Nous sommes le 13 novembre 2015. Cent trente personnes sont assassinées de sang-froid à Paris, dont quatre-vingt-dix au Bataclan, lors du concert des Eagles of Death Metal.
Christelle n’était pas là, mais elle est sous le choc, comme tous les Français. Animée par une curiosité morbide, elle commence à fréquenter les groupes Facebook des victimes, leur propose un soutien psychologique et devient peu à peu leur confidente. Sa légitimité est évidente : elle fait croire que son ami Vincent a été grièvement blessé lors du concert et est actuellement dans le coma à l’hôpital. Lorsqu’une association d’aide aux victimes se crée, Christelle décide spontanément d’y participer et s’impose rapidement au sein du groupe comme un membre incontournable. Cependant, des soupçons naissent parmi ses nouveaux amis, frappés par les incohérences de son récit…
Un phénomène symptomatique d’une société malade
Librement adapté du livre d’enquête Le mythomane du Batacland’Alexandre Kauffmann, publié aux Éditions Goutte d’or en 2021, Un ami dévoué est la première fiction française produite pour Max, Warner Bros. plateforme de vidéo à la demande. Découverte.
Réalisée par Just Philippot, cette série en quatre épisodes de cinquante-deux minutes aborde de front le sujet des fausses victimes d’attentats, un phénomène nouveau et pour le moins inquiétant, qui semble puiser ses racines profondes dans la culture de le narcissisme, l’essor des réseaux sociaux, les ravages de la solitude contemporaine et la glorification du statut – très convoité – de victime. ” Juste le 13 novembrea expliqué Alexandre Kauffmann à Multi-Loisirs, il y en avait une trentaine [de fausses victimes]dont une vingtaine enregistrée judiciairement. »

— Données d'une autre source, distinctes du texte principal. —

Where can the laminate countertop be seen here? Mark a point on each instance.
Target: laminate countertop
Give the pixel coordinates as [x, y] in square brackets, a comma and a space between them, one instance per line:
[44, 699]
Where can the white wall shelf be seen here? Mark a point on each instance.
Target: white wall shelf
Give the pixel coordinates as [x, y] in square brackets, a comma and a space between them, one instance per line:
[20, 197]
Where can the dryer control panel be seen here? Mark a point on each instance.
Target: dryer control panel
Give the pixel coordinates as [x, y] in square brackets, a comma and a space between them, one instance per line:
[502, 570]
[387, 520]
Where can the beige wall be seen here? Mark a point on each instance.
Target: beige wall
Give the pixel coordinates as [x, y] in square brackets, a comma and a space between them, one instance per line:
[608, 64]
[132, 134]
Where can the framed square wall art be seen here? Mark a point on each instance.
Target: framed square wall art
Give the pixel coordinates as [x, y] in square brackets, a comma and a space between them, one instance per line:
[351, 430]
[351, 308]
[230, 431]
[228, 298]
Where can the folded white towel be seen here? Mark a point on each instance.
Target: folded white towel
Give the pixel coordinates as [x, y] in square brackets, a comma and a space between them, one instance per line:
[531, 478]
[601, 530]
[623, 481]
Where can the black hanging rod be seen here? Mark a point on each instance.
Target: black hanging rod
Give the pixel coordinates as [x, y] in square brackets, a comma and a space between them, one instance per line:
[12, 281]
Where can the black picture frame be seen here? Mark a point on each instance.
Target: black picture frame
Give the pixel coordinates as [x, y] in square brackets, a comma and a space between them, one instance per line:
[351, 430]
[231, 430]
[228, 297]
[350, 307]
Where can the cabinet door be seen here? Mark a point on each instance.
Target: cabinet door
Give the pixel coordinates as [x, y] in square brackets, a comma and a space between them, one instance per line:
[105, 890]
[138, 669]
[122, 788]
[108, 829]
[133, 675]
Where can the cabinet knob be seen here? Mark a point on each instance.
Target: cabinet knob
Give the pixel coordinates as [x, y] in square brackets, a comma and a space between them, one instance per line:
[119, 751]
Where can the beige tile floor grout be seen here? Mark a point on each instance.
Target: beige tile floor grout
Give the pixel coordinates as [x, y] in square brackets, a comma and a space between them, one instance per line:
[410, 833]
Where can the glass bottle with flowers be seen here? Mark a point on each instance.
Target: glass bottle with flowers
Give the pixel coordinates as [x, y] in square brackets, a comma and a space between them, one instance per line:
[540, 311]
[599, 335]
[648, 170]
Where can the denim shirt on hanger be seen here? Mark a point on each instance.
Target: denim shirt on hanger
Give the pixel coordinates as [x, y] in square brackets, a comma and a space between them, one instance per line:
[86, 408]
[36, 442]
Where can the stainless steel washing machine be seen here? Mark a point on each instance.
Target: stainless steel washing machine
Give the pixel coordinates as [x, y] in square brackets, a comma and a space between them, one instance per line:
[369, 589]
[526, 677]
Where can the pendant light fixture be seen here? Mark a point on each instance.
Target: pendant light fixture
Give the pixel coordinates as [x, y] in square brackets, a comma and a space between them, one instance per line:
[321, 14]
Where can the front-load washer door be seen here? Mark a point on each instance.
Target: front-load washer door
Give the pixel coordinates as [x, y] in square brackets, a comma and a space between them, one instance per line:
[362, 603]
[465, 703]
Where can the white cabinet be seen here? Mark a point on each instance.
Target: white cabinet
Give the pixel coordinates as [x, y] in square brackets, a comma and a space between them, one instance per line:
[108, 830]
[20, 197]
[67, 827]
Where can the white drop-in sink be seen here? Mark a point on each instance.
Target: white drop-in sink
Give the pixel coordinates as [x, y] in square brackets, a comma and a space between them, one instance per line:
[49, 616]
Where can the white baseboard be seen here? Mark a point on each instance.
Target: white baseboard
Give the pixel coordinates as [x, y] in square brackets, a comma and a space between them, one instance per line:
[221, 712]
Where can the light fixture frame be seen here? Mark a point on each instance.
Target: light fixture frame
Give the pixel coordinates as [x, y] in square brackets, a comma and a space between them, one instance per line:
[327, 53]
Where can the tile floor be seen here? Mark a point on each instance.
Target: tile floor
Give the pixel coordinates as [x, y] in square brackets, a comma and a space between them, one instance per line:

L’association fictive « Stand for Paris », dont il est question dans la série, s’inspire directement de « Life for Paris », dont les dirigeants ont confié à Kauffmann la présence, en leur sein, de six fausses victimes, dont quatre ont été jugées. ” Parmi ces sixdit l’auteur, il y a Florence [le cas abordé par son livre-enquête]qui a elle-même débusqué la première fausse victime de l’association, qui affirmait que sa meilleure amie était décédée au Bataclan. Elle disposait également d’un bracelet électronique lors de son adhésion à l’association, car elle avait déjà été condamnée pour d’autres anciennes arnaques. »
Un portrait sinistre
Rebaptisé Christelle, le personnage principal, magnifiquement incarné par la joviale et énergique Laure Calamy, qui porte l’histoire sur ses épaules, est un parfait cas d’école. Quarante ans célibataire vivant avec sa mère, cette pauvre fille en apitoiement sur elle-même, pathétique et mythomane, cherche un sens à son existence et pense s’être retrouvée à travers une tragédie qu’elle n’a pas vécue… Habituée à confondre son monde, En quête de petits avantages ou de maigres profits, Christelle n’est pas dénuée d’empathie, loin de là. Le personnage qu’elle compose, et en qui elle aimerait croire, est fondamentalement imprégné des témoignages qu’elle a pu recueillir ; et quelque part, sans doute, elle a le sentiment de rendre justice aux vraies victimes. De là à se sentir en droit de profiter de sa position, il n’y a qu’un pas. Après tout, n’est-elle pas aussi, à sa manière, une victime de la société ?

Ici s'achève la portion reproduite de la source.